A number of councils in England are regularly buying one-way train tickets for homeless people out of their area, the Victoria Derbyshire show has found.

Some spent more than £1,000 a year on fares and charity Homeless Link called the scale “worrying”.

The strategy can be used to reconnect rough sleepers with family, but one man said he was offered a ticket to a city he had never been to before.




The government said it was investing £550 million to tackle homelessness.

There were 4,134 people sleeping on the streets in England in 2016 – a 130% rise in six years, government figures suggest. The charity Crisis says this is a significant underestimate.

Twenty councils with the highest number of rough sleepers in England were asked – some by Freedom of Information request – how many homeless people had been offered the “reconnection” policy of a one-way train ticket between 2012 and 2017.

Of the 11 that responded, 10 said they had bought such tickets.

Manchester City Council – which had 78 rough sleepers in 2016 – said it had spent £9,928 on reconnecting homeless people in six years, but did not keep a record of how many people this involved.

In Bournemouth – which had 39 rough sleepers in 2016 – the council said it had arranged 144 reconnections in three-and-a-half years.

One rough sleeper, Gareth Glendall-Pickton – who grew up in the seaside town – claimed he was recently offered a ticket to Manchester, where he did not know anyone and had never been to previously.
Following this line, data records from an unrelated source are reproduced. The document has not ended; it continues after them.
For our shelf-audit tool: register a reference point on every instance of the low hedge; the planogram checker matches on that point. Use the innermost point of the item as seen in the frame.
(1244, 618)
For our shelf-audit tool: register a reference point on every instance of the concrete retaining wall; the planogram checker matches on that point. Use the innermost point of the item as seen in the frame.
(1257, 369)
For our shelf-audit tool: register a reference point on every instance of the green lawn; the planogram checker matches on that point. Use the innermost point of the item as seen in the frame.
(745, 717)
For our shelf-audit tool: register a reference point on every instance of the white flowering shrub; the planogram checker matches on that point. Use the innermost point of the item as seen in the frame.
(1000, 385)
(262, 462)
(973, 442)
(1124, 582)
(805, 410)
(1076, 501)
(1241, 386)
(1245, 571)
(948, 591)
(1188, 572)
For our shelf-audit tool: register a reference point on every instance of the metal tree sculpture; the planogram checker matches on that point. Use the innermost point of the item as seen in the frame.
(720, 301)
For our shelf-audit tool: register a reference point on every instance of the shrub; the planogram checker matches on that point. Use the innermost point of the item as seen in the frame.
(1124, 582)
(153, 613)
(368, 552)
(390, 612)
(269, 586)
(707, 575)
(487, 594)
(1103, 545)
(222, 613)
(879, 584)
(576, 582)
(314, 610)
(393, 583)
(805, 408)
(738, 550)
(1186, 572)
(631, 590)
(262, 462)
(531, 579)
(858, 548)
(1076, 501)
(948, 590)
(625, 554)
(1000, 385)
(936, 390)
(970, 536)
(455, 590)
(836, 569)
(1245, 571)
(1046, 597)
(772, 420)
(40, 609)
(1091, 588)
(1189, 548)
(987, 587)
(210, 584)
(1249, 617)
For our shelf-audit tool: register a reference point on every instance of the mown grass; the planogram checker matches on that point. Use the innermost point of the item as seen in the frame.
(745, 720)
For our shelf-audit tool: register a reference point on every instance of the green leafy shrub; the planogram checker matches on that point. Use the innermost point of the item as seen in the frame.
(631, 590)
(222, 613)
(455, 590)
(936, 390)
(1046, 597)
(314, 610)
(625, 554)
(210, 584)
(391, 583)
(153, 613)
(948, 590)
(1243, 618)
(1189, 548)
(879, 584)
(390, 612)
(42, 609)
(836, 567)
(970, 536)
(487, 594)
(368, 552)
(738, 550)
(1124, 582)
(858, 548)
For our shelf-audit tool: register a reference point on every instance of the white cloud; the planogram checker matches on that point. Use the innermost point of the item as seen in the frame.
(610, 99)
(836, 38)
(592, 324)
“It made me feel sick,” he explained. “I’ve lived here all my life… it’s soul-destroying.

“I think what they want to do is to get the homeless people out of Bournemouth, because all the new people coming to the area are seeing all those homeless people sitting there.

“[The council] see it as making Bournemouth a bad place.”

Claire Matthews, who runs the local soup kitchen Hope for Food, described the practice as “social cleansing, and an abdication of any responsibility on [the council’s] part”.

Bournemouth Borough Council said it only offered one-way tickets to homeless people who did not have a local connection to the area and “where it can be proven that the service user can be safely reconnected back to their area of locality”.

Elsewhere, Bristol City Council said it had offered 167 homeless people a one-way bus, train or plane ticket since 2014 – saying the option was only suggested if accommodation had been confirmed in the new area.

Exeter City Council spent £4,651 reconnecting 107 rough sleepers in two-and-a-half years.

It said: “As a minimum a housing options appointment is set up with the local authority in the area”.

The charity Homeless Link described the Victoria Derbyshire programme’s findings as “worrying”.

Its chief executive Rick Henderson said that if “a person has a support network in a different area, then helping them reconnect can help to end their rough sleeping”.

But he added: “Simply displacing rough sleepers without offering support is not solving the issue, and at worst can exacerbate their situation, leaving them more isolated and at risk of deteriorating physical and mental health.”

Homeless Link argued that while tight resources may impact councils’ homeless services, vulnerable people should be able to seek support wherever they were and regardless of whether they had a local connection.

A spokesperson for the Department for Communities and Local Government said: “Even one person without a roof over their head is too many.

“That’s why this government is investing £550 million to 2020 to tackle homelessness and rough sleeping, as well as implementing the Homelessness Reduction Act, which will require councils to provide early support to people at risk of becoming homeless.”